Die Alte erschrak bis ins Herz.

Woran, Georg?

Daß ich nichts kann! rief Georg schmerzlich aus.

Sag nicht so, Georg!

O du geschickte Mutterhand! sagte Georg und streichelte die magern Finger. Du kannst bügeln wie keine, und kannst kochen und liebkosen. Sieh meine Hand an, Mutter, die kann nichts.

O doch, sie kann! erwiderte die Mutter und drückte des Sohnes Hand an ihre welke Brust.

Georg entzog ihr seine Hand mit sanfter Gewalt, legte sie auf den Tisch und sah sie mit finstern Augen an, zuerst ihren Rücken und dann ihre Fläche.

Eine geraume Weile schwiegen beide.

Du hast recht, Mutter, sagte Georg. Nicht an der Hand fehlts. Da drinnen fehlts. Er legte die Hand aufs Herz.

Dein Herz ist gut! sagte die Büglerin.

Deins ist gut, Mutter! Laß mich es klopfen hören!

Und er legte den Kopf in der Mutter Schoß. Er war auf die Kniee niedergesunken, und die Mutter legte ihre Hände auf des Kindes Haupt. So blieben sie lange. Dann hob Georg langsam den Kopf, sah die Mutter an und sagte: Ich bin müde, Mutter!

Die Alte zündete ein Licht an und leuchtete in die hintere Stube. Georg schritt auf die Kammerthür zu.

Du schläfst hier! sagte die Mutter.

Und du?

In der Kammer.

Nichts da; ich schlafe, wo ich früher immer geschlafen habe.

Es ist aber schon alles so gerichtet.

Das ist gleich in der Reihe. Wir helfen zusammen.

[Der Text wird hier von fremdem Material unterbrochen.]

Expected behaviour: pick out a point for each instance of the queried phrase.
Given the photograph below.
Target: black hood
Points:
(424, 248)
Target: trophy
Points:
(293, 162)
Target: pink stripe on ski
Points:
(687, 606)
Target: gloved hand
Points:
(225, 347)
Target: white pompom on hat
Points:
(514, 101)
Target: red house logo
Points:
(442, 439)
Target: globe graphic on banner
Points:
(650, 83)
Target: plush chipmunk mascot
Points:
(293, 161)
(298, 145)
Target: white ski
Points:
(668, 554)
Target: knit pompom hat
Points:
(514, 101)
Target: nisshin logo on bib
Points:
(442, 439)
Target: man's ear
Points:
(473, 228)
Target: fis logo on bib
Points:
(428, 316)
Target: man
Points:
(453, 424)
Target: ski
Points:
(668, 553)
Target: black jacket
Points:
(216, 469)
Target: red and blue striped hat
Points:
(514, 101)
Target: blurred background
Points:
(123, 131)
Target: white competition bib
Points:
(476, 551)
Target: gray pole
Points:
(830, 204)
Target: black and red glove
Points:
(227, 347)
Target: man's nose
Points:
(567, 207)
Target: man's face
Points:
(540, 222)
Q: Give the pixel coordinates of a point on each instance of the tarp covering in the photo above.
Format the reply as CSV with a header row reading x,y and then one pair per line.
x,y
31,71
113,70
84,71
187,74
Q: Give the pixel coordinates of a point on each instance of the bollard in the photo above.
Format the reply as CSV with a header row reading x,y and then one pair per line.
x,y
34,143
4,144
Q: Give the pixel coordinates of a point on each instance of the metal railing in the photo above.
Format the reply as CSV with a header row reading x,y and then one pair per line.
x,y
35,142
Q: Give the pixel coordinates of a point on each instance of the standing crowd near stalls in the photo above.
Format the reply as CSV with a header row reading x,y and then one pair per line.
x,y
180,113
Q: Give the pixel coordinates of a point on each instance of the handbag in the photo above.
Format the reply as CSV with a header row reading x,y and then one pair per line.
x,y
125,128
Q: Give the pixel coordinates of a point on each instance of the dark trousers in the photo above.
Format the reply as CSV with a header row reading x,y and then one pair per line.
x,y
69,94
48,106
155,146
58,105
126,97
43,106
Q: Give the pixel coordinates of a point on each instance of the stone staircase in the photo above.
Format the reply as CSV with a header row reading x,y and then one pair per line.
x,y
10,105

Als die Betten gewechselt waren und Georg in seiner Kammer stand, öffnete die Mutter noch einmal die Thür und fragte schüchtern:

Georg, darf ich bei dir bleiben, wenn du ins Bett gehst?

Freilich, Mutter!

Und sie half ihm beim Entkleiden und deckte ihn zu.

Bist du warm, Georg?

Ja, Mutter!

Weißt du noch, Georg, wie du früher gebetet hast, wenn ich dich zu Bett legte?

Georg nickte.

Kannst dus noch?

Die Alte legte die gefalteten Hände auf Georgs Deckbett.

Da fing er an:

Abends wenn ich schlafen geh, vierzehn Engel bei mir stehn ...

Georg hielt inne und lächelte. Er sah sieben Engel des Schmerzes und sieben Engel des Trostes sich gegenüber stehn.

Es ist gut, Mutter!

Amen! sagte die Alte.

Sie legte Georgs beste Kleider und ein frisches Hemd auf den Stuhl vor Georgs Bett.

Du mußt morgen früh Besuche machen!

Warum nicht gar!

Es geht nicht anders; ich bins meinen Kundenhäusern schuldig.

Nun denn, in Gottes Namen! Gute Nacht, Mutter! Gieb mir noch einmal deine Hand. Gute Nacht, du gute, gute Mutter!

Gute Nacht, Georg! Verschlafe alles, was dich drückt!

Die Alte hob Georgs Stiefel vom Boden auf und ging mit ihnen zur Stube hinaus.

Ein paar Stunden der Nacht waren verronnen. Da kam die Büglerin mit dem Lichte in der Hand in die Wohnstube. Sie nahm die beiden Öldruckbilder von der Wand und legte sie in die unterste Schublade der Kommode. Dann zog sie aus derselben Schublade den alten Haussegen und Georgs Konfirmationsschein hervor und hängte sie wieder an ihre Nägel.